Ils l’ont envoyé nettoyer le poulailler, nourrir ces volatiles puants dans la poussière de leurs excréments, ramasser leurs œufs dans la boue de leurs déjections. C’est l’odeur qui est insupportable. Et puis il faut aller dans les recoins, respirer la poussière. Le froid n’est plus qu’un doux souvenir dans cet enfer à plume. Il lutte, il nettoie, il ramasse. Il sort victorieux et blanc, crachant et reniflant dans l’eau du dehors.
Quand il arrive dans la maison, il sent qu’elle est là. C’est son parfum qui tranche si distinctement avec l’odeur de cendres froides et d’alcool et d’urine rance. Il laisse le panier sur la table. Il fait couler l’eau glacée sur ses lunettes, il frotte le verre. C’est trop gras. Il fait fondre le lourd savon de Marseille qui traîne sur le rebord. Il est tout sec, la mousse se fait attendre. Quand la crasse part enfin de ses mains, il voit ses doigts bleus. Il essuie les verres avec un petit bout presque gris du vieux chiffon à vaisselle. Il ouvre les yeux. Ça lui fait toujours une drôle de sensation de retrouver la vue. Chaque fois il se revoit chez le docteur, la première fois. Quel âge pouvait-il avoir ? Quand il a vu le cabinet du vieux médecin de campagne. Il voit le visage de sa mère. Et le lino tout abîmé sous la chaise du bureau.
Aujourd’hui il va voir Marie.
Il ne regarde pas trop la pièce, le moins possible. Il entend du bruit dans la pièce d’à côté. Il s’y dirige, les yeux sur ses godasses. La porte est entrouverte.
Il regarde à l’intérieur.


Ils sont là, tous les trois, à moitié nus.
Il est enfant, il porte ses lunettes et il voit ses parents dans le lit conjugal.
Mais là c’est Marie. Marie toute salie par ces brutes.
Marie et sa peau blanche si belle entre les peaux noircies des hommes.
Le sexe de Marie défiguré par l’indescriptible monstre.
La bouche de Marie, les seins de Marie, les fesses de Marie, les cheveux de Marie, les jambes de Marie et son ventre et ses mains et son cou et ses pieds.
Ce n’est plus Marie. C’est le corps tout sali de Marie. Des restes de Marie. Des bouts de Marie.

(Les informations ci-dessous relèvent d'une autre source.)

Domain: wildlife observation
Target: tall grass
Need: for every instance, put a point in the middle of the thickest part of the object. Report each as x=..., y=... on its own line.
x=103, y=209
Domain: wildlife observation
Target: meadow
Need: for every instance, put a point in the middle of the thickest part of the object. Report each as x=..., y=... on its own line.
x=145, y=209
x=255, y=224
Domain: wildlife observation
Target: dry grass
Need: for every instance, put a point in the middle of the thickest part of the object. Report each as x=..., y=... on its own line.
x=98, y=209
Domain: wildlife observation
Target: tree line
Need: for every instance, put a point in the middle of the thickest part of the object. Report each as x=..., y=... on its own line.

Sa main se referme. C’est toute la haine, de toute cette salissure, de tout ce moche, et de tout cet univers dégoûtant, qui est au bout du tisonnier. C’est l’insupportable qu’il faut faire disparaître à grands coups.
Le corps de Marie s’effondre et le sang épais fait une grosse tache sur sa chevelure blonde.
Henry regarde sa main : la croûte a cédée ; il regarde sa main qui saigne.

5 commentaires:

Skoliad a dit…

Henry,
c'est l'insupportable salissure du sublime.

Son opposé du même, s'appelle Jacques.
Pour avoir le même graal, ils n'en resteront pas moins, et à jamais, incompatibles.

Anonyme a dit…

Looks nice! Awesome content. Good job guys.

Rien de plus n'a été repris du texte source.